Pasó un año hasta que la volví a ver de nuevo, venía para hacer la revisión anual. Le pregunte por sus reglas, me comento que las tenia perfectas cada veintiocho días. Le comente, ves que bien te ha ido el tratamiento hormonal que te hice, a lo que contesto:

– No doctor, no fue el tratamiento hormonal, sino un tratamiento de acupuntura que hice el que me ha regulado la regla.

Mi paciente me dejo muy sorprendido

Por primera vez pensé que a lo mejor un tratamiento de acupuntura, podría servirme para paliar los dolores precordiales que tenía, sin necesidad de tratamiento químico.

Le pedí los datos del acupuntor y me visite con él.

En la tercera sesión de acupuntura la intensidad de mi dolor de espalda se había reducido en un 80%, por lo que pude prescindir de la medicación.

A partir de entonces, mi interés por la acupuntura y el resto de terapias naturales que engloban la Medicina Biológica, surgieron en mí con una fuerza imparable.

En los siguientes años, me forme progresivamente en acupuntura, homeopatía, terapia neural, cromoterapia, biofotón terapia, medicina ayurvédica.

En el año 1987, mientras hacia la formación de acupuntura, me llego la noticia de que un medico austriaco llamado Erwin Scramm, llegaba para dar un curso de Neo-bioelectrónica.

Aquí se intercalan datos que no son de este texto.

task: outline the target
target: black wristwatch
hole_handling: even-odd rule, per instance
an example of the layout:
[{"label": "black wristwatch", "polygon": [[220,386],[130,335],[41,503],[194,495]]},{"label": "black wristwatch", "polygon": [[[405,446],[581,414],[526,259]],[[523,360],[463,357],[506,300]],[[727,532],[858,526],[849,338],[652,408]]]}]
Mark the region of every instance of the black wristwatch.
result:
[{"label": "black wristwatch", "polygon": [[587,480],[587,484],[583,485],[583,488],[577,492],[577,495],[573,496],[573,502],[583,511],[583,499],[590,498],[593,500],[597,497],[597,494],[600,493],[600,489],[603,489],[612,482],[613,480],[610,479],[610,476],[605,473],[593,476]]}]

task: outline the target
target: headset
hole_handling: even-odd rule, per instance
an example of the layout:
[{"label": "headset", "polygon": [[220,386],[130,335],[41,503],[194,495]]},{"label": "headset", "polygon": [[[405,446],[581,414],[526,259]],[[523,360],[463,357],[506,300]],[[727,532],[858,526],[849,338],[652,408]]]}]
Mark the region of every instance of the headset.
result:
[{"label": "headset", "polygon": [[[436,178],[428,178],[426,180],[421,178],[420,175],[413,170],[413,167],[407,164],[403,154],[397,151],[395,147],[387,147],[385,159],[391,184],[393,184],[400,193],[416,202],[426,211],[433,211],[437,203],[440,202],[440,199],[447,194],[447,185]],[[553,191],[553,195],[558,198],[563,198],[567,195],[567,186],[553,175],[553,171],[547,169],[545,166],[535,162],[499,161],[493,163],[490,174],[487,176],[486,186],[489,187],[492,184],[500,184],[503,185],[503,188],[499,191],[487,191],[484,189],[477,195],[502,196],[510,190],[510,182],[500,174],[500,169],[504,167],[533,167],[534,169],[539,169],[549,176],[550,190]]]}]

Asistir al curso del Dr. Schamam despertó mi interés.

Con este motivo, en ese mismo año viaje a Viena para visitar al Dr. Schamam. Le pedí que me testara con su método neo-bioelectrónico, después del test me comento que mis precordialgias no eran debidas a la escoliosis vertebral, sino a un foco dental fuerte.

No podía salir de mi asombro, no tenía síntoma de ningún tipo en la boca, los controles periódicos que me hacia el odontólogo eran normales. Siguiendo las indicaciones del Dr. Schramm me hice una ortopantomografia, mi sorpresa fue mayúscula cuando en la prueba apareció el cordal 18 incluido.

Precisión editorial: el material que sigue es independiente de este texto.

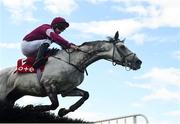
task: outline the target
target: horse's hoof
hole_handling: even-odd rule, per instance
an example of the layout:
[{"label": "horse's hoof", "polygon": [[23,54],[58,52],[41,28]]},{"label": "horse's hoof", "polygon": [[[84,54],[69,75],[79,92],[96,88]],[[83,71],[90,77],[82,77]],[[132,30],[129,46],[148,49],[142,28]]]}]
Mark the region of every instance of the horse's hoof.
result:
[{"label": "horse's hoof", "polygon": [[59,110],[58,115],[59,115],[59,117],[63,117],[63,116],[66,115],[68,112],[69,112],[69,111],[68,111],[67,109],[62,108],[62,109]]}]

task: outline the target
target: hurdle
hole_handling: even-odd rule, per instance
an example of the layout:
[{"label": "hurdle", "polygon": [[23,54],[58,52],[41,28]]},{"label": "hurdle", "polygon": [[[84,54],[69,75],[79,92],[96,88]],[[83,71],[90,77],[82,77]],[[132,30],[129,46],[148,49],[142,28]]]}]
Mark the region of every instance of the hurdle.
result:
[{"label": "hurdle", "polygon": [[148,118],[143,114],[133,114],[133,115],[122,116],[122,117],[117,117],[117,118],[105,119],[105,120],[95,121],[93,123],[94,124],[103,124],[103,123],[111,124],[112,121],[115,121],[115,124],[120,124],[119,120],[124,119],[124,124],[127,124],[127,119],[132,118],[133,119],[133,124],[138,124],[138,122],[137,122],[138,117],[144,118],[145,123],[149,124]]}]

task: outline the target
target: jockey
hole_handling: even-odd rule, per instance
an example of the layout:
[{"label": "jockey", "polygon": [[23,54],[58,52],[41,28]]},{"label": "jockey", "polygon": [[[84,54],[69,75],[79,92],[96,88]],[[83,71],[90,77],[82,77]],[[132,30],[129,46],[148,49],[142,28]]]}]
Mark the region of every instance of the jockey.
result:
[{"label": "jockey", "polygon": [[59,35],[67,27],[69,27],[69,23],[64,18],[56,17],[50,25],[43,24],[23,38],[23,42],[21,43],[22,53],[26,57],[36,57],[33,64],[34,68],[39,68],[45,64],[47,61],[45,54],[52,42],[65,48],[78,49],[78,46]]}]

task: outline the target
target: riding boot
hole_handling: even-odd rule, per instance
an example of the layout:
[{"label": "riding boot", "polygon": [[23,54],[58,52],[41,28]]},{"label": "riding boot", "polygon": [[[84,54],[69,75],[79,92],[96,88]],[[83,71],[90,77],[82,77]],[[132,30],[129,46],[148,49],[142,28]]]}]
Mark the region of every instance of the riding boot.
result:
[{"label": "riding boot", "polygon": [[49,44],[48,43],[43,43],[39,49],[38,49],[38,53],[37,53],[37,56],[36,56],[36,60],[33,64],[33,67],[35,69],[41,67],[42,65],[44,65],[47,61],[47,58],[45,58],[45,54],[46,54],[46,51],[49,47]]}]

Mi odontólogo nunca me había sugerido hacer esta prueba. A posteriori me puse en contacto con un compañero de curso, cirujano maxilofacial. Al revisar la ortopantomografia me pregunto si la muela del juicio me dolía, le dije que no, que lo que tenía era un dolor crónico transfixiante que irradiaba a la 5ª vertebra dorsal.

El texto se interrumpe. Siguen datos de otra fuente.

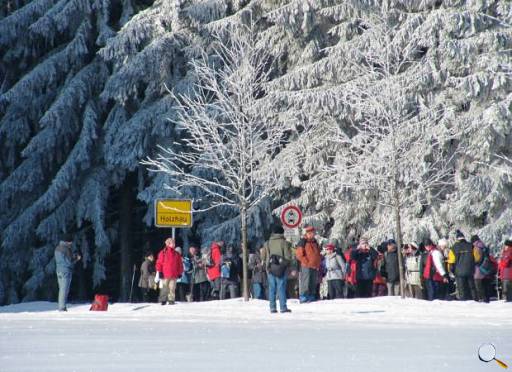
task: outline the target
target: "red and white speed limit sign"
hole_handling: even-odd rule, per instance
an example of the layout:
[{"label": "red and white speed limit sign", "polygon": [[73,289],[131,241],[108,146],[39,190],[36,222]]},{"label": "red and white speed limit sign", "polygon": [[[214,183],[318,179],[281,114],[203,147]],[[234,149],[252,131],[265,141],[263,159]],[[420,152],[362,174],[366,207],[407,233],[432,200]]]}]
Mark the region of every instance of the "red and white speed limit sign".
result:
[{"label": "red and white speed limit sign", "polygon": [[302,212],[299,207],[289,205],[281,212],[281,222],[289,229],[294,229],[302,222]]}]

Me comento que esa relación no estaba científicamente demostrada, a lo que conteste que me daba igual. Le pedí que me lo exodonciara y así lo hizo.

GRACIAS A DIOS se acabaron los dolorosos problemas debidos al cordal 18, un guerrillero que disparaba en una zona de mi espalda sin dar ningún síntoma.

Lo que yo no sabía en aquella época y el cirujano maxilofacial tampoco, era que la odontología neurofocal incluida en la Medicina Biológica alemana, ya conocía las relaciones energéticas entre los dientes y el resto del organismo.

Estas vivencias cambiaron por completo mi visión de la medicina.

Los médicos tenemos una formación puramente basada en la materia. Todo lo que es energía, llamémosle cuerpo electromagnético, no existe para la medicina convencional, sin embargo la medicina Biológica si la contempla.

Desde el año 1988 mi visión de la medicina abarca la unión de la medicina convencional y la medicina biológica, bajo la denominación de Medicina Integrativa.

Lo más importante para el paciente es tener a mano tanto la medicina convencional como la biológica. En este sentido la organización mundial de la salud (OMS) tiene las ideas muy claras, aconsejando integrar ambas medicinas en los sistemas sanitarios.

Estos criterios están actualmente en marcha en países como, Estados Unidos, China, Alemania, Portugal, Inglaterra y México.